Berlusconi interviene a raffica in tv e si torna a parlare di conflitto d'interessi. Sarà la volta buona?
«È la prima cosa da fare. Occorre approvare una legge sull'antitrust contro le concentrazioni. Una legge severa sull'incompatibilitá. Nell'insieme quella che chiamiamo legge sul conflitto d'intessi deve essere composta da una parte sull'incompatibilità e dall’altro disciplinare l'antitrust. Detto questo, gli italiani hanno visto e sono in grado di giudicare le andate e i ritorni, sono attenti agli avvitamenti di Berlusconi».
Lei è stato a Bruxelles dagli amici di Monti. Tutti esponenti del Ppe. Che cosa le hanno detto?
«Sono persone che fanno il loro mestiere. Li ho incontrati perché si apre una fase di transizione ed era giusto andare per dare elementi di continuità con quanto fatto e sostenuto in questo anno. Loro sanno benissimo chi siamo e chi sono. Ricordano che ho lavorato con Prodi, Ciampi e Padoa Schioppa. È stata anche un'occasione per dire che gli impegni italiani saranno rispettati e per noi sono una sollecitazione forte. Manteniamo gli impegni, garantiamo continuità. Sapendo però che i tempi della crisi sono piú veloci di quelli delle decisioni. Deve esserci la possibilità di praticare politiche di crescita. Questo avvitamento tra austerità e recessione non va bene».
Da molte parti si dice che una diversa politica non sarà possibile senza un ruolo diverso della Bce. Condivide?
«Non può esserci ruolo diverso Bce se non ci sono passi avanti sull’unione fiscale. Il processo di integrazione deve andare avanti. Occorre una road map ragionevole e bisogna stringere un patto. Per esempio io non ho problemi a discutere di una autorizzazione preventiva sugli investimenti a patto che sia affidata ad una procedura che dia garanzie di partecipazione e non a un commissario. Ma occorre avviare oltre ciò che si è deciso anche politiche per la crescita e un coordinamento delle politiche economiche».
È venuto a Bruxelles anche per garantire per Vendola?
«Ma Vendola è un grande europeista.

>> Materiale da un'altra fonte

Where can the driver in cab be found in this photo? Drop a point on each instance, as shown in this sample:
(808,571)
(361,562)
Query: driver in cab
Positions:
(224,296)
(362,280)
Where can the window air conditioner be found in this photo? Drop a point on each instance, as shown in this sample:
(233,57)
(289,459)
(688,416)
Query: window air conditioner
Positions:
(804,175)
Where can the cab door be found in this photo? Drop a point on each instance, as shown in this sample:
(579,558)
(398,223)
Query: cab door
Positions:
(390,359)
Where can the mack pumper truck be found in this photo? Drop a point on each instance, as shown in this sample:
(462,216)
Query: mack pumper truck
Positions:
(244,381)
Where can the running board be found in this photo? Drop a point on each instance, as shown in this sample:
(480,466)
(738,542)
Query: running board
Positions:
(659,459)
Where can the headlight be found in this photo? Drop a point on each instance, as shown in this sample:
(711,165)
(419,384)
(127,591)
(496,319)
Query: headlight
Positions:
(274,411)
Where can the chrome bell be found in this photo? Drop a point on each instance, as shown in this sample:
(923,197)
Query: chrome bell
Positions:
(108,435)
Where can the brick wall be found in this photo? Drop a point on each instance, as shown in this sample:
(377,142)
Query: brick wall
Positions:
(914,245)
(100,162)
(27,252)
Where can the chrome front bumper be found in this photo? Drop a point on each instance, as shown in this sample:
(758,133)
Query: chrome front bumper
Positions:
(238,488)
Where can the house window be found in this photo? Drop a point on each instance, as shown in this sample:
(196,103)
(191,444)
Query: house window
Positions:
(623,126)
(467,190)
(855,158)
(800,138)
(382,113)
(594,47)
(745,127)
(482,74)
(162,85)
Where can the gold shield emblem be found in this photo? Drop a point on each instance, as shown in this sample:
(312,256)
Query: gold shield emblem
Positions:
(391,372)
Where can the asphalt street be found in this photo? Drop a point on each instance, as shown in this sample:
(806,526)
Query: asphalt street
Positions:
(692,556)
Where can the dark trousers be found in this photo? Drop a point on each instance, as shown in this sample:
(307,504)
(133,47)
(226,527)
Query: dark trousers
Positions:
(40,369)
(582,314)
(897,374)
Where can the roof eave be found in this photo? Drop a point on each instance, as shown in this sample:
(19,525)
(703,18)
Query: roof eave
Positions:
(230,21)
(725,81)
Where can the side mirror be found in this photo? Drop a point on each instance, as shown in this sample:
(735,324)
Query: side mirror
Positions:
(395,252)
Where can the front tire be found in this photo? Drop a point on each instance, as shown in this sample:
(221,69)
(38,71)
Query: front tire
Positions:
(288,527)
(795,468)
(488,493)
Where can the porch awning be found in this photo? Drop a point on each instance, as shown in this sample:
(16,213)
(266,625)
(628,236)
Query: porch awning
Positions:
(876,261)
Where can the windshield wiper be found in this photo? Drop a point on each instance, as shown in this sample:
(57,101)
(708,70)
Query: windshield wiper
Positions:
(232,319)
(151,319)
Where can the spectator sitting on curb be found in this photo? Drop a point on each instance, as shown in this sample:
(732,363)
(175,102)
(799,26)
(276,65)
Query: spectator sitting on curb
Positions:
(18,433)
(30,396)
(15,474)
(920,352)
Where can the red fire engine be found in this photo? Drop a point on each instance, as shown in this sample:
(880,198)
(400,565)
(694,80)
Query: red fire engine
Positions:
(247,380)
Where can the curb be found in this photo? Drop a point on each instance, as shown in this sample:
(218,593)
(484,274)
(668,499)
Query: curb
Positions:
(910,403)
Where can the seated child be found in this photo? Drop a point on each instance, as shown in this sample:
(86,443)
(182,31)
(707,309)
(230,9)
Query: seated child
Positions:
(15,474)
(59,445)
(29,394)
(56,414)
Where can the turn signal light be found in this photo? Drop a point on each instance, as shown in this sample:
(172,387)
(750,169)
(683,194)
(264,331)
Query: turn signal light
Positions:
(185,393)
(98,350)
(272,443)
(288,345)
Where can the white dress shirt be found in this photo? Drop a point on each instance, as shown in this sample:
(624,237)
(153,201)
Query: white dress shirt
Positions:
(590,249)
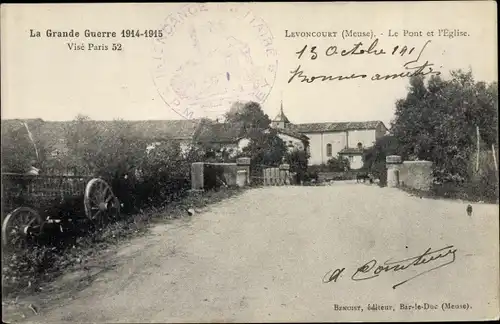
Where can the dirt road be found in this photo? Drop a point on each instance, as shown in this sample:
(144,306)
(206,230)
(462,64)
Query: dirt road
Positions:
(262,256)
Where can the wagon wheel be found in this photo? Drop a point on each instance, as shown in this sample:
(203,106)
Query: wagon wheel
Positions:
(100,203)
(18,225)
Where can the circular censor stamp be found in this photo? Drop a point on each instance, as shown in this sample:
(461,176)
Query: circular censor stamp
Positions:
(212,55)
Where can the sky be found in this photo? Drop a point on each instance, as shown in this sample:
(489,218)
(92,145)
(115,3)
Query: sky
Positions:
(211,56)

Vuole gli Stati uniti d'Europa. Vendola è un pretesto polemico. Noi garantiremo continuità con quanto fatto finora. E continueremo sulla linea di ricerca di un accordo».
Bersani è una persona, onesta e intelligente, ha dichiarato Juncker dopo il colloquio. Che cosa gli ha promesso per fargli dire questo?
«Juncker ha una profonda conoscenza del nostro Paese. Mi ha chiesto di Grillo, abbiamo parlato dei rischi dell'antipolitica per l'Europa».
E di Berlusconi?
«No, ma mi sembra lo conosca bene. Juncker è uomo molto concreto e competente, peccato tra due mesi lasci l'incarico all'Eurogruppo. A tutti coloro che mi hanno chiesto quanto pensate di prendere, io ho risposto: arriviamo primi».
Dappertutto, pure al Senato?
«Arriviamo primi. E a Juncker ho detto che può star tranquillo e dire a tutti che Berlusconi non vincerá».